ESXi650-202102102-SG
Patch Category Security
Patch Severity Important
Host Reboot Required Yes
Virtual Machine Migration or Shutdown Required Yes
Affected Hardware N/A
Affected Software N/A
VIBs Included VMW_bootbank_net-e1000_8.0.3.1-5vmw.650.3.153.17459147
PRs Fixed  N/A
Related CVE numbers N/A

This patch updates the net-e1000 VIB.

    ESXi650-202102103-SG
    Patch Category Security
    Patch Severity Moderate
    Host Reboot Required No
    Virtual Machine Migration or Shutdown Required No
    Affected Hardware N/A
    Affected Software N/A
    VIBs Included VMware_locker_tools-light_6.5.0-3.153.17459147
    PRs Fixed  2687436
    Related CVE numbers N/A

    This patch updates the tools-light VIB to resolve the following issue:

    • The following VMware Tools ISO images are bundled with ESXi 650-202102001:

      • windows.iso: VMware Tools 11.2.1 supports Windows 7 SP1 or Windows Server 2008 R2 SP1 and later.
      • linux.iso: VMware Tools 10.3.23 ISO image for Linux OS with glibc 2.11 or later.

      The following VMware Tools ISO images are available for download:

      • VMware Tools 10.0.12:
        • winPreVista.iso: for Windows 2000, Windows XP, and Windows 2003.
        • linuxPreGLibc25.iso: for Linux OS with a glibc version less than 2.5.
      • VMware Tools 11.0.6:
        • windows.iso: for Windows Vista (SP2) and Windows Server 2008 Service Pack 2 (SP2).
      • solaris.iso: VMware Tools image 10.3.10 for Solaris.
      • darwin.iso: Supports Mac OS X versions 10.11 and later.

      Follow the procedures listed in the following documents to download VMware Tools for platforms not bundled with ESXi:

    ESXi-6.5.0-20210204001-standard
    Profile Name ESXi-6.5.0-20210204001-standard
    Build For build information, see the top of the page.
    Vendor VMware, Inc.
    Release Date February 4, 2021
    Acceptance Level PartnerSupported
    Affected Hardware N/A
    Affected Software N/A
    Affected VIBs
    • VMware_bootbank_vsan_6.5.0-3.157.17299463
    • VMware_bootbank_vsanhealth_6.5.0-3.157.17299464
    • VMware_bootbank_esx-base_6.5.0-3.157.17477841
    • VMware_bootbank_esx-tboot_6.5.0-3.157.17477841
    • VMW_bootbank_nvme_1.2.2.28-4vmw.650.3.157.17477841
    PRs Fixed 2571797, 2614876, 2641918, 2649146, 2665433, 2641030, 2643261, 2600691, 2609377, 2663642, 2686646, 2657658, 2610707, 2102346, 2601293, 2678799, 2666929, 2672518, 2677274, 2651994, 2683360, 2634074, 2621142, 2587398, 2649283, 2647832, 2658926
    Related CVE numbers N/A
    • This patch updates the following issues:

      • If you edit the settings of a running virtual machine to change an existing virtual CD/DVD drive to become a client device, in some cases, the virtual machine powers off and gets into an invalid state. You cannot power on or operate the virtual machine after the failure. In the hostd.log, you see an error such as:
        Expected permission (3) for /dev/cdrom/mpx.vmhba2:C0:T7:L0 not found.

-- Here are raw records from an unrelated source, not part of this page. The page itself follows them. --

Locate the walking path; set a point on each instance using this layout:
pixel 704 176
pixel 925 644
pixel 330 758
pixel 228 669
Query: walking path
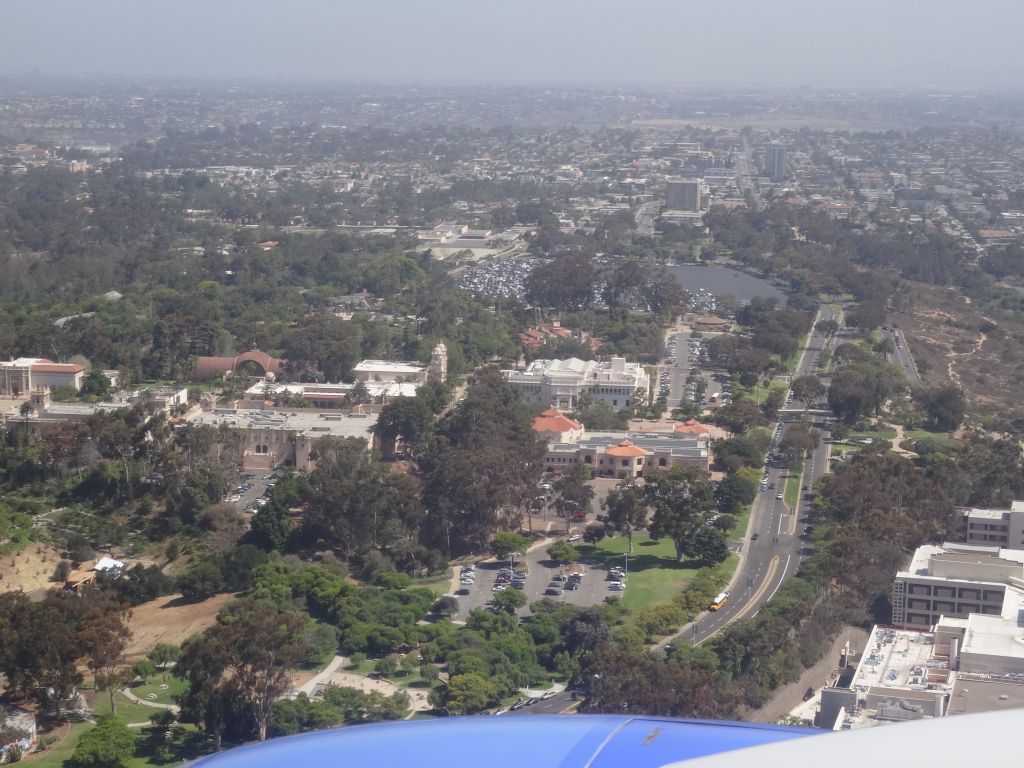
pixel 132 697
pixel 332 676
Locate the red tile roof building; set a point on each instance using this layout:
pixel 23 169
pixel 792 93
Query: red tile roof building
pixel 552 426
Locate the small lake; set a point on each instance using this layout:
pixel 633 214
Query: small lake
pixel 719 280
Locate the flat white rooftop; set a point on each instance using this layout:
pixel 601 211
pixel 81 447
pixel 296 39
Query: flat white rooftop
pixel 311 423
pixel 895 658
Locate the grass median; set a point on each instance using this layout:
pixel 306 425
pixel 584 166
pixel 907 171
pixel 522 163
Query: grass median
pixel 654 574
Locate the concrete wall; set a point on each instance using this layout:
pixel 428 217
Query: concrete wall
pixel 790 696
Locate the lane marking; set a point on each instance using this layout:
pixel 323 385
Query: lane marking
pixel 769 574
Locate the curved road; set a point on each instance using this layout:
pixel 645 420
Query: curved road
pixel 773 547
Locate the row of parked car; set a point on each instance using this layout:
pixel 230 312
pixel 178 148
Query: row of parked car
pixel 507 578
pixel 616 577
pixel 524 702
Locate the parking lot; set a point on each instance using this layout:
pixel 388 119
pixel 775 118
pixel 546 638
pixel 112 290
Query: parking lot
pixel 593 588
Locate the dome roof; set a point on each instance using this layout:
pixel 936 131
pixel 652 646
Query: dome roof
pixel 627 450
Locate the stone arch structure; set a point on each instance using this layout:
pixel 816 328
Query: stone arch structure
pixel 209 368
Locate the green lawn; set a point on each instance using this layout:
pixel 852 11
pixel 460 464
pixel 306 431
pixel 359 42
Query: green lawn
pixel 882 434
pixel 792 494
pixel 128 711
pixel 163 695
pixel 940 437
pixel 438 585
pixel 366 669
pixel 739 524
pixel 791 365
pixel 653 574
pixel 757 393
pixel 55 757
pixel 430 715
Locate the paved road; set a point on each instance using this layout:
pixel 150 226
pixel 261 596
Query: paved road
pixel 774 555
pixel 593 590
pixel 902 356
pixel 645 216
pixel 554 706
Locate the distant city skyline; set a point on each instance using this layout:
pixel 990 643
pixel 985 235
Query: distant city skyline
pixel 786 43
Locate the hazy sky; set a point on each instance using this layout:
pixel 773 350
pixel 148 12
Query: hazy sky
pixel 963 43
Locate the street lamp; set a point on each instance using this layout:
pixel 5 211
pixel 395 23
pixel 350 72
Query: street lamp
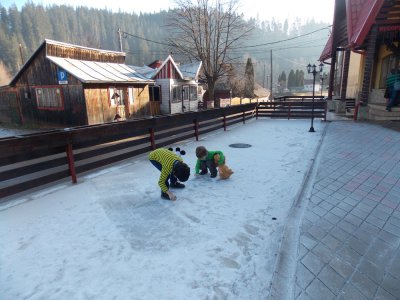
pixel 323 77
pixel 183 94
pixel 312 69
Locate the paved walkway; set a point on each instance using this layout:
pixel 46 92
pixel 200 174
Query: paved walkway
pixel 350 230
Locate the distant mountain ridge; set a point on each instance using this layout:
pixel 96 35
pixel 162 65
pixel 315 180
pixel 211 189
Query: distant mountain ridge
pixel 23 30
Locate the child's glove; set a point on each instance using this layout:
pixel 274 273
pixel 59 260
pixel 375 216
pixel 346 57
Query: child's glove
pixel 224 172
pixel 171 196
pixel 216 159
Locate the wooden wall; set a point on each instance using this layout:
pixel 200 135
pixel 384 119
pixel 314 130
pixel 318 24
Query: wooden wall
pixel 42 73
pixel 9 107
pixel 98 103
pixel 82 53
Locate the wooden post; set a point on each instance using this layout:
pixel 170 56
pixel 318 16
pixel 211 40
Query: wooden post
pixel 224 121
pixel 257 111
pixel 71 165
pixel 152 139
pixel 196 129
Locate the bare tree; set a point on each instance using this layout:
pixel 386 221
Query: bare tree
pixel 5 77
pixel 208 30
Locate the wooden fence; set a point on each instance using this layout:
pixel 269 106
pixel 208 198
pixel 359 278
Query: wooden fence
pixel 304 109
pixel 33 160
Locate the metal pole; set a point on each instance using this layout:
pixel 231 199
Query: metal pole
pixel 312 109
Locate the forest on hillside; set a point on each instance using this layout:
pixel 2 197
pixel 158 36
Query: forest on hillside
pixel 292 45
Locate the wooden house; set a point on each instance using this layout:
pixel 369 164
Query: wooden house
pixel 70 85
pixel 363 48
pixel 178 84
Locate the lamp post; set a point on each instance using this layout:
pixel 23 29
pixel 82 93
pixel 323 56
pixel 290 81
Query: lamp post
pixel 312 69
pixel 183 93
pixel 323 77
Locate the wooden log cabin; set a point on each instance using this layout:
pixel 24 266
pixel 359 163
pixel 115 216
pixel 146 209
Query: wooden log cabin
pixel 362 50
pixel 69 85
pixel 178 84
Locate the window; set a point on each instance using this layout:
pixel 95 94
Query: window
pixel 49 98
pixel 154 92
pixel 116 96
pixel 131 95
pixel 176 93
pixel 185 91
pixel 193 92
pixel 388 63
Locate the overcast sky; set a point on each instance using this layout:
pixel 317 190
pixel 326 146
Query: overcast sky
pixel 319 10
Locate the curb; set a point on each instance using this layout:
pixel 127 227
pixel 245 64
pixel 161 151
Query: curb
pixel 283 279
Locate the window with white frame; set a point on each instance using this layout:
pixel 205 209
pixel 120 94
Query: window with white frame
pixel 185 92
pixel 193 93
pixel 155 92
pixel 116 96
pixel 49 98
pixel 176 93
pixel 131 94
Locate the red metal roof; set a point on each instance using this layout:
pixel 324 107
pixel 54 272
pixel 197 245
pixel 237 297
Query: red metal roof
pixel 361 15
pixel 327 52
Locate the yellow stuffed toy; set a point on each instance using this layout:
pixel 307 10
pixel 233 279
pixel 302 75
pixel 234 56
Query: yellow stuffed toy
pixel 224 171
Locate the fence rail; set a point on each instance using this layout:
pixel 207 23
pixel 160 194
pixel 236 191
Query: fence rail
pixel 33 160
pixel 304 109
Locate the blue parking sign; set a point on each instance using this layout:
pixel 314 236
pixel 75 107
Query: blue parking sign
pixel 62 76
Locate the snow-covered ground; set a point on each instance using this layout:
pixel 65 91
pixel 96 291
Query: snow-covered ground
pixel 111 236
pixel 6 132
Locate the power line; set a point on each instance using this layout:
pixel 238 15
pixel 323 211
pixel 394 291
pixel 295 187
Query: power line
pixel 251 46
pixel 285 40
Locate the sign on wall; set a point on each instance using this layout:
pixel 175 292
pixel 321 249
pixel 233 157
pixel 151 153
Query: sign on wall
pixel 62 76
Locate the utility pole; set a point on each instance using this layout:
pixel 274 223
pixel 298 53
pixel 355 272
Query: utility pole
pixel 270 95
pixel 264 78
pixel 120 39
pixel 20 53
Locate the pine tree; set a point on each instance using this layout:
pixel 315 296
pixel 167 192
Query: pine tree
pixel 249 79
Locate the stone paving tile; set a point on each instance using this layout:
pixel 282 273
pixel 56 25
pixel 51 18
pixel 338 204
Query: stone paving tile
pixel 324 253
pixel 331 279
pixel 313 263
pixel 304 276
pixel 365 285
pixel 317 288
pixel 341 267
pixel 351 292
pixel 372 271
pixel 391 285
pixel 331 242
pixel 350 236
pixel 383 295
pixel 394 268
pixel 308 241
pixel 389 238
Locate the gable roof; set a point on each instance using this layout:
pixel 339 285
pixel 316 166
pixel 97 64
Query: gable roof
pixel 46 44
pixel 361 14
pixel 191 70
pixel 99 72
pixel 186 71
pixel 164 64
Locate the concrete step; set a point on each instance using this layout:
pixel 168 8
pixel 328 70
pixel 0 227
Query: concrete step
pixel 378 112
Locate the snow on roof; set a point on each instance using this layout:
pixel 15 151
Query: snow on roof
pixel 52 42
pixel 190 70
pixel 99 72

        If the Virtual Device Node is set to SATA(0:0), in the virtual machine configuration file, you see an entry such as:
        sata0:0.fileName = "/vmfs/devices/cdrom/mpx.vmhba2:C0:T7:L0".

      • The parameter for network teaming failback delay on ESXi hosts, Net.TeamPolicyUpDelay, is currently set at 10 minutes, but in certain environments, a physical switch might take more than 10 minutes to be ready to receive or transmit data after a reboot. As a result, you might see loss of network connectivity.

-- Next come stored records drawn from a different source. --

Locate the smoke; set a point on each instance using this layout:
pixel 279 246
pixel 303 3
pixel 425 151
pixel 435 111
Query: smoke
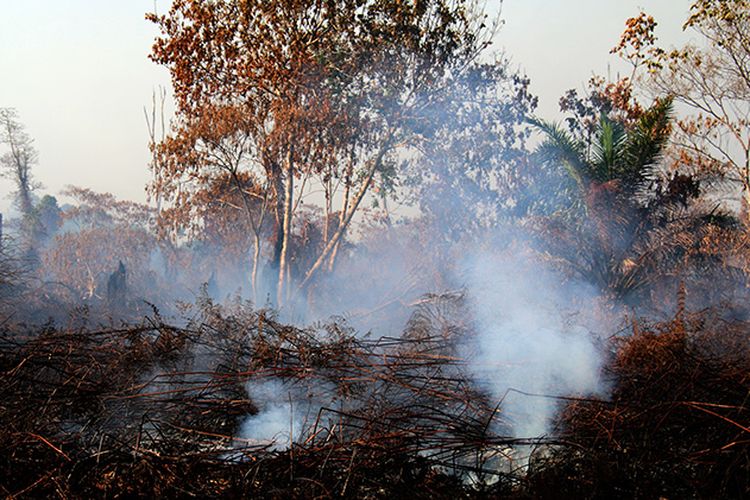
pixel 286 409
pixel 275 423
pixel 527 350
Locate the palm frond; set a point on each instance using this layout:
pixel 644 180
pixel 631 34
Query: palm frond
pixel 559 146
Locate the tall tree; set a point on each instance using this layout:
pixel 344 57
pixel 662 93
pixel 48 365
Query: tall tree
pixel 349 90
pixel 710 78
pixel 16 165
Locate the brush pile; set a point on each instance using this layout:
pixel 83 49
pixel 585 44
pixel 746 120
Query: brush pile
pixel 155 410
pixel 677 424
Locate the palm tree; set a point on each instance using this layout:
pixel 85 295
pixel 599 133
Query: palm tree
pixel 614 227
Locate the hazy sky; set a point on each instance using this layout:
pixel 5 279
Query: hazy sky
pixel 78 74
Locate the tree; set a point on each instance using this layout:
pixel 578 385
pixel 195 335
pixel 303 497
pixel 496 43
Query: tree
pixel 622 227
pixel 16 165
pixel 103 232
pixel 711 79
pixel 350 92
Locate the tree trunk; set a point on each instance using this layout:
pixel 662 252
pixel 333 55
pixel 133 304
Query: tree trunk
pixel 374 167
pixel 344 209
pixel 286 231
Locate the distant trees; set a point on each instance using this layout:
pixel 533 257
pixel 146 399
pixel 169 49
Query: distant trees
pixel 345 95
pixel 712 79
pixel 103 233
pixel 16 164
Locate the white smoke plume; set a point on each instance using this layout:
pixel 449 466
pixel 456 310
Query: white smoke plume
pixel 525 341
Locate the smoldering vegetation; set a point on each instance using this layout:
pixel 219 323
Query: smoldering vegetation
pixel 562 319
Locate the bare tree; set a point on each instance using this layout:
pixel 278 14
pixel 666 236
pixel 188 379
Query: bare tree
pixel 16 165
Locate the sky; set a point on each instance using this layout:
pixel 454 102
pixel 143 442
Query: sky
pixel 78 74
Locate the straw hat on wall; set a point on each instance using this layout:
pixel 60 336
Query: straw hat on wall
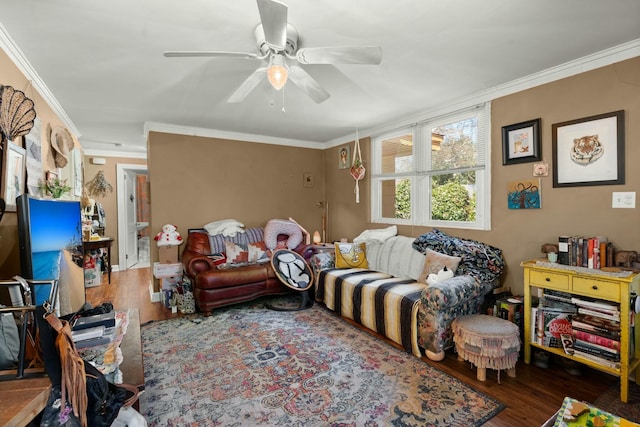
pixel 61 143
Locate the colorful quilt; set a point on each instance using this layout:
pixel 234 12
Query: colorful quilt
pixel 376 300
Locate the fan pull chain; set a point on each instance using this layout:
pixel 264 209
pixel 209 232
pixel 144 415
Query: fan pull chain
pixel 283 110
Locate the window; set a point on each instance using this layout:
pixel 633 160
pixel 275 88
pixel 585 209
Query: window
pixel 434 173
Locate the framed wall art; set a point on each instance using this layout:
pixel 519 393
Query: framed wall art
pixel 13 179
pixel 521 143
pixel 589 151
pixel 524 194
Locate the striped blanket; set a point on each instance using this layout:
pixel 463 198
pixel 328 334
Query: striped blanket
pixel 376 300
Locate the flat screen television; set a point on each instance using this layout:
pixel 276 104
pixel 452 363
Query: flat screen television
pixel 50 240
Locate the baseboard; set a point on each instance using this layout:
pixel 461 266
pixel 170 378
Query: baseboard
pixel 155 296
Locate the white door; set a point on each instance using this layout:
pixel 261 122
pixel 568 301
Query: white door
pixel 132 223
pixel 127 230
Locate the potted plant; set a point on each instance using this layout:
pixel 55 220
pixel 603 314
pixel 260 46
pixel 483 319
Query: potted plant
pixel 54 187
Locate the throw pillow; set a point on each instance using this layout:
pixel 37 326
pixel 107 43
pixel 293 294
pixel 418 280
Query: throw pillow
pixel 435 261
pixel 236 253
pixel 351 255
pixel 226 227
pixel 217 259
pixel 250 253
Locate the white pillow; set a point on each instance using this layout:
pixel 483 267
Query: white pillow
pixel 378 235
pixel 226 227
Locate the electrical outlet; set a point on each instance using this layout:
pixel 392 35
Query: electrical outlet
pixel 622 199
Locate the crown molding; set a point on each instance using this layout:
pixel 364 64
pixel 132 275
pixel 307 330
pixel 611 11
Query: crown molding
pixel 220 134
pixel 596 60
pixel 114 153
pixel 15 54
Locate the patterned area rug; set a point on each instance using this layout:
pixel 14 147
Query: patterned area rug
pixel 610 401
pixel 248 365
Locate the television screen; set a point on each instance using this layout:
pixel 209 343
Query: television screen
pixel 50 235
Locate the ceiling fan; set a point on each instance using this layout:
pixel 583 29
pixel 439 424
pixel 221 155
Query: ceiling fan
pixel 278 46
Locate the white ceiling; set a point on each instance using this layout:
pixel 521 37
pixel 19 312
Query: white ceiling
pixel 103 60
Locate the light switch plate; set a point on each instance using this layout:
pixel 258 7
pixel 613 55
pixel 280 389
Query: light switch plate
pixel 622 199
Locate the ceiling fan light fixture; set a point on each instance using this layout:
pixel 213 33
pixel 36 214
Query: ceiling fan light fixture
pixel 277 73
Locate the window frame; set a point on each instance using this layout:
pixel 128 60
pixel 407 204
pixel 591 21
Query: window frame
pixel 420 175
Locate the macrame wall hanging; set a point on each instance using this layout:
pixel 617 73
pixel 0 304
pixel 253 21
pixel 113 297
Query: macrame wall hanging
pixel 357 167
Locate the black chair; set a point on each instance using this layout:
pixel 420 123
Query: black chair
pixel 20 292
pixel 294 272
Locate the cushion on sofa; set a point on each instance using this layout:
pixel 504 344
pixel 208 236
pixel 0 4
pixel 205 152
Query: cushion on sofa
pixel 396 256
pixel 226 227
pixel 435 261
pixel 250 235
pixel 349 255
pixel 482 261
pixel 238 253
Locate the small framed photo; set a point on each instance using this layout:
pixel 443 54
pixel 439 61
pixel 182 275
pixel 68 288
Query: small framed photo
pixel 589 151
pixel 521 143
pixel 344 157
pixel 13 179
pixel 307 180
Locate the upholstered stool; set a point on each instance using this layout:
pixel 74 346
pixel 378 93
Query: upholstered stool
pixel 487 342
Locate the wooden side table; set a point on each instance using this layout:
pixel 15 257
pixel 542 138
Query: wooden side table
pixel 103 242
pixel 22 400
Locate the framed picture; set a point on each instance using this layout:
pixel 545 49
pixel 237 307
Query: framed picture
pixel 344 157
pixel 524 194
pixel 521 143
pixel 589 151
pixel 13 179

      • Virtual machines encryption might take several hours and ultimately fail with the error  The file already exists in the hostd logs. The issue occurs if an orphaned or unused file <VM name>.nvram exists in the VM configuration files. If the virtual machines have an entry such as NVRAM = “nvram” in the .vmx file, the encryption operation creates an encrypted file with the NVRAM file extension, which the system considers a duplicate of the existing orphaned file.

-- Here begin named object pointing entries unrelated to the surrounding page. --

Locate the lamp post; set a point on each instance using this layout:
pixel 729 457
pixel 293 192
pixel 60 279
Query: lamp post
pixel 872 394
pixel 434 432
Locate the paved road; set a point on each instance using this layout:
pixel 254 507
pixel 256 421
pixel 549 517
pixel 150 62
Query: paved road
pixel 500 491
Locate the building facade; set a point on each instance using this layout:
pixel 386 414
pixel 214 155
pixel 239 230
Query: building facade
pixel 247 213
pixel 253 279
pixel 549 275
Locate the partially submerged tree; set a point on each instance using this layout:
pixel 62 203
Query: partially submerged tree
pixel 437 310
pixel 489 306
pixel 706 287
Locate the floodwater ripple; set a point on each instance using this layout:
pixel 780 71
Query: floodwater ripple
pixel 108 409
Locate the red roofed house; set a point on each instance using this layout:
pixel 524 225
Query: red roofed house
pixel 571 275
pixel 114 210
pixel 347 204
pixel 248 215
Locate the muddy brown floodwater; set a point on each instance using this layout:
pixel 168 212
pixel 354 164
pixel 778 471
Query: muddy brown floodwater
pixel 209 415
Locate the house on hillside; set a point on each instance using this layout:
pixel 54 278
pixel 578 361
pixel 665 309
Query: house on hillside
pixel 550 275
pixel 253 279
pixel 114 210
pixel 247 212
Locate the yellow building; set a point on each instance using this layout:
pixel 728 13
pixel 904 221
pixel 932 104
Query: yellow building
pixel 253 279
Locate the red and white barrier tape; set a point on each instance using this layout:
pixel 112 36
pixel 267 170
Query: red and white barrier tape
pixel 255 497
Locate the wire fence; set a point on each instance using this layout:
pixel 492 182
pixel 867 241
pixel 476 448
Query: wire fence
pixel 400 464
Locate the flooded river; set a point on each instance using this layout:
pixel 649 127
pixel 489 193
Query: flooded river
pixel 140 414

      • A malformed UTF-8 string might lead to failure of the vpxa service and cause ESXi hosts to lose connectivity to the vCenter Server system. In the hostd logs, you can see records of a competed vim.SimpleCommand task that indicate the issue:
        hostd.log:34139:2020-09-17T02:38:19.798Z info hostd[3408470] [Originator@6876 sub=Vimsvc.TaskManager opID=6ba8e50e-90-60f9 user=vpxuser:VSPHERE.LOCAL\Administrator] Task Completed : haTask--vim.SimpleCommand.Execute-853061619 Status success
        In the vpxa logs, you see messages such as: vpxa.log:7475:2020-09-17T02:38:19.804Z info vpxa[3409126] [Originator@6876 sub=Default opID=WFU-53423ccc] [Vpxa] Shutting down now

      • If you disable RC4 from your Active Directory configuration, user authentication to ESXi hosts might start to fail with Failed to authenticate user errors.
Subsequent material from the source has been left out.